Die ursprünglich rechtmäßige Ablehnung eines Beamtenbewerbers, der die Höchstaltersgrenze von 35 Jahren überschritten hat, kann durch die Anerkennung des Bewerbers als Schwerbehinderter, für den die Höchstaltersgrenze bei 43 Jahren liegt, im Laufe des gerichtlichen Verfahrens rechtswidrig werden. Das gilt auch, wenn die Anerkennung erst nach Vollendung des 43. Lebensjahres rückwirkend auf einen Zeitpunkt davor ausgesprochen wird.


Tatbestand:

Die Klägerin wurde nach Vollendung ihres 35. Lebensjahres als Lehrerin im Angestelltenverhältnis in den öffentlichen Schuldienst des beklagten Landes eingestellt. Ihre Verbeamtung wurde wegen Überschreitung der Höchstaltersgrenze abgelehnt. Sie erhob Klage mit dem Antrag, das beklagte Land zu verpflichten, sie als Beamtin auf Probe einzustellen. Während des erstinstanzlichen Klageverfahrens, kurz nach Vollendung des 43. Lebensjahres der Klägerin, bescheinigte das Versorgungsamt ihr eine Schwerbehinderung, die bereits vor der Vollendung ihres 43. Lebensjahres eingetreten war. Das VG wies die Klage als unbegründet ab. Die hiergegen gerichtete Berufung der Klägerin hatte teilweise Erfolg.

Gründe:

Die begehrte Verpflichtung, die Klägerin in das Beamtenverhältnis auf Probe einzustellen, kann der Senat nicht aussprechen. Die Sache war und ist insoweit nicht spruchreif. Die Einstellung eines Beamten steht im pflichtgemäßen Ermessen des Dienstherrn. Nach dem gegenwärtigen Sach- und Streitstand ist nicht erkennbar, dass der Beklagte sein Ermessen rechtmäßig allein noch dahin ausüben könnte, die Klägerin als Beamtin auf Probe einzustellen. Im Rahmen des Einstellungsermessens ist neben anderen Erfordernissen z.B. auch die gesundheitliche Eignung des Bewerbers (Art. 33 Abs. 2 GG, § 7 Abs. 1 LBG NRW) von Bedeutung. Dieses und andere Erfordernisse sind nicht geprüft und auch nicht Gegenstand des vorliegenden Verfahrens.
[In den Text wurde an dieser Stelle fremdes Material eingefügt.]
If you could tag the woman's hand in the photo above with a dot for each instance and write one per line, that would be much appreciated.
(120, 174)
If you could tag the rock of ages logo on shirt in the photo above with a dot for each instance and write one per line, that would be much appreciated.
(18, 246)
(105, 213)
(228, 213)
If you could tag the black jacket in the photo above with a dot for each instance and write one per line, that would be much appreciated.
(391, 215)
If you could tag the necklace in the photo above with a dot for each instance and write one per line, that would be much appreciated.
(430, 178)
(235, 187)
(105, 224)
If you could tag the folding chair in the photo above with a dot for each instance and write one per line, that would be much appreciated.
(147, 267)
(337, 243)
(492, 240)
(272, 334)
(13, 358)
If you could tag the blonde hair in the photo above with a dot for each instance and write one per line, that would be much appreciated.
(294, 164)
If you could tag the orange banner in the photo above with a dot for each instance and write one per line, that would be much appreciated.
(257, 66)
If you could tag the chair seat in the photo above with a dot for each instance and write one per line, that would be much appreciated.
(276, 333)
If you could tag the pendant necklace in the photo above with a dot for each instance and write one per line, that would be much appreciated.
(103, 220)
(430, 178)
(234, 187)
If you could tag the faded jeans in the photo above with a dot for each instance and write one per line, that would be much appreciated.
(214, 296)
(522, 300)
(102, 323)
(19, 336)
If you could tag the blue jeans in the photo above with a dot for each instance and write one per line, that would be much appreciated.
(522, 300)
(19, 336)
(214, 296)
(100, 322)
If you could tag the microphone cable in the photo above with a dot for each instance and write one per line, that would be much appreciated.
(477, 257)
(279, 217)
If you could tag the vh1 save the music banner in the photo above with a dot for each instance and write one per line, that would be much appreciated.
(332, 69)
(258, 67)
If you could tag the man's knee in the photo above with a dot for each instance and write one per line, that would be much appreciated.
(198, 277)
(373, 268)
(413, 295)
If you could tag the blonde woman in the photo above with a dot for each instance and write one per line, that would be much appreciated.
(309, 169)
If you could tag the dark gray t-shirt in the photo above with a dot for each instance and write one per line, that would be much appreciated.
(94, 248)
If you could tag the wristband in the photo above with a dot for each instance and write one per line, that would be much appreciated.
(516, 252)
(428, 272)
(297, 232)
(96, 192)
Die Klage hat jedoch bezüglich einer (mit dem Klageantrag als "minus" begehrten) erneuten Bescheidung des Antrages der Klägerin auf Einstellung als Beamtin auf Probe unter Beachtung der Rechtsauffassung des Gerichts Erfolg (§ 113 Abs. 5 VwGO). Die Aufrechterhaltung der mit der Klage angefochtenen Verwaltungsentscheidung, mit der die Verbeamtung der Klägerin wegen "Überalterung" abgelehnt worden ist, ist rechtswidrig.

Gemäß §§ 6 Abs. 1 Satz 1, 52 Abs. 1 LVO NRW in der zugrunde zu legenden aktuellen Fassung der Änderungsverordnung vom 11.4.2000, GV NRW S. 380, darf als Laufbahnbewerber nach § 5 Abs. 1 a LVO NRW (wozu die Klägerin zählt) in das Beamtenverhältnis auf Probe nur eingestellt werden, wer das 35. Lebensjahr noch nicht vollendet hat. Hat sich die Einstellung wegen der Geburt eines Kindes oder wegen der tatsächlichen Betreuung eines Kindes unter 18 Jahren verzögert, so darf diese Altersgrenze im Umfang der Verzögerung, höchstens um drei, bei mehreren Kindern höchstens um sechs Jahre, überschritten werden (§ 6 Abs. 1 Satz 3 LVO NRW). Schwerbehinderte Laufbahnbewerber dürfen vor vollendetem 43. Lebensjahr eingestellt werden (§ 6 Abs. 1 Satz 6 LVO NRW).

Die Klägerin hat zwar inzwischen sogar das Höchstalter für schwerbehinderte Laufbahnbewerber überschritten. Jedoch sieht § 84 Abs. 1 Satz 1 Nr. 1 LVO NRW die Möglichkeit vor, eine Ausnahme von dem Höchstalter für die Einstellung in das Beamtenverhältnis auf Probe zuzulassen. Demnach kann auch nach der heutigen Rechtslage einem früher entstandenen Recht der Klägerin auf Einstellung als Beamtin auf Probe Rechnung getragen werden.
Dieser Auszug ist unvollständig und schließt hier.